Students filled the Hale 2 lounge on Feb. 25 to hear advice about multicultural dating that included having open communication, acceptance, hard work, selflessness and faith. The event was hosted by Residential Life and Title IX. There were students and bishops from Tonga, Samoa, Japan, Philippines, and New Zealand who addressed students’ concerns on what makes a multicultural relationship work, and whether it’s worth getting into a multicultural relationship.
Jannah Fogavai, a junior from Samoa majoring in accounting, said there are three things to make a relationship work: “Communication, effort and working together … and if that’s not working, there is no chemistry. Then it’s not going to work. I’m sorry. Move on.”
Hale 3 mom, Sister Maunga Falevai, shared her experience of advising her children to marry within their Tongan culture, saying, “I was scared that the marriage wouldn’t work, but some of my children chose to marry another culture. I have learned, marrying another culture is not a big deal. It is love, acceptance, and prayer.”

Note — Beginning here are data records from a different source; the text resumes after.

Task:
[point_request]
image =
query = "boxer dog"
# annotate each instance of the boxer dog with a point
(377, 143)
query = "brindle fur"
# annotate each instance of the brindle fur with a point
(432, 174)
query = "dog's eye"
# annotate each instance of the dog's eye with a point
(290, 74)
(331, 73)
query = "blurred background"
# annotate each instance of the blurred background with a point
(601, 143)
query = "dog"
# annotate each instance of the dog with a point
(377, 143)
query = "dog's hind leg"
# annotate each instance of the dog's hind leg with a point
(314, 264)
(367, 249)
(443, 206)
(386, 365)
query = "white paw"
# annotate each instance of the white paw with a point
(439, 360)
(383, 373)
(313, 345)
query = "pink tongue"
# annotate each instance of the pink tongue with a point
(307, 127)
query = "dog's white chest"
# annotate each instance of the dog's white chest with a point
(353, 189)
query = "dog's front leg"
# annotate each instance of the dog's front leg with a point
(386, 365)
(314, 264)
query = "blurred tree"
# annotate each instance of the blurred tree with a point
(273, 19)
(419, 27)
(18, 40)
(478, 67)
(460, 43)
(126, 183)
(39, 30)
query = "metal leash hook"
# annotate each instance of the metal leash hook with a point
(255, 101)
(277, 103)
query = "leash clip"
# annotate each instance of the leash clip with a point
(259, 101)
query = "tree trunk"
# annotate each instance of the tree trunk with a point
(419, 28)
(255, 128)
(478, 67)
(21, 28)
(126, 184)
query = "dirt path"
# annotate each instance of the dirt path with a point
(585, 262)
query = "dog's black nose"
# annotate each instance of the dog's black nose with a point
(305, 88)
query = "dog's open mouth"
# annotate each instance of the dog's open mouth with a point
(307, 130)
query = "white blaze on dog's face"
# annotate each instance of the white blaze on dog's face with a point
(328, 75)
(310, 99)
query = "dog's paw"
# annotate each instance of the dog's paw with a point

Falevai shared you need preparation and maturity to accept the differences. “You need to compromise, and both accept one another’s culture. I think learning about one another’s culture is a great thing. It matters to accept who he or she is.”
Brec Jorgensen, a sophomore from Utah majoring in music and exercise and sports science, shared, “Dating principles can exist in any culture, like respect, communication, being open and on the same page.
“The difficulty is traditions that differ from each other, learning about them is more things to add and adapt to in the relationship. If you are able to come from different backgrounds, it [could] make you even stronger.”
Falevai continued asking questions like, “Will you accept the differences? Will you let your wife be free to do what she wants or what your husband wants? If you are able to accept one another, then it will be fine.”
When asked if multicultural marriages are “worth it,” Bishop Dennis Mataia shared, “It depends, if you only want to eat cereal for breakfast, no. If you are open-minded, then yes.”
Jenna Armstrong, a sophomore from California majoring in TESOL, shared, “I learned that there are many different perceptions of dating. Something totally normal in one culture might be weird or inappropriate in another culture.
“I also think that it was valuable to hear about respecting everybody’s culture and the importance of it.”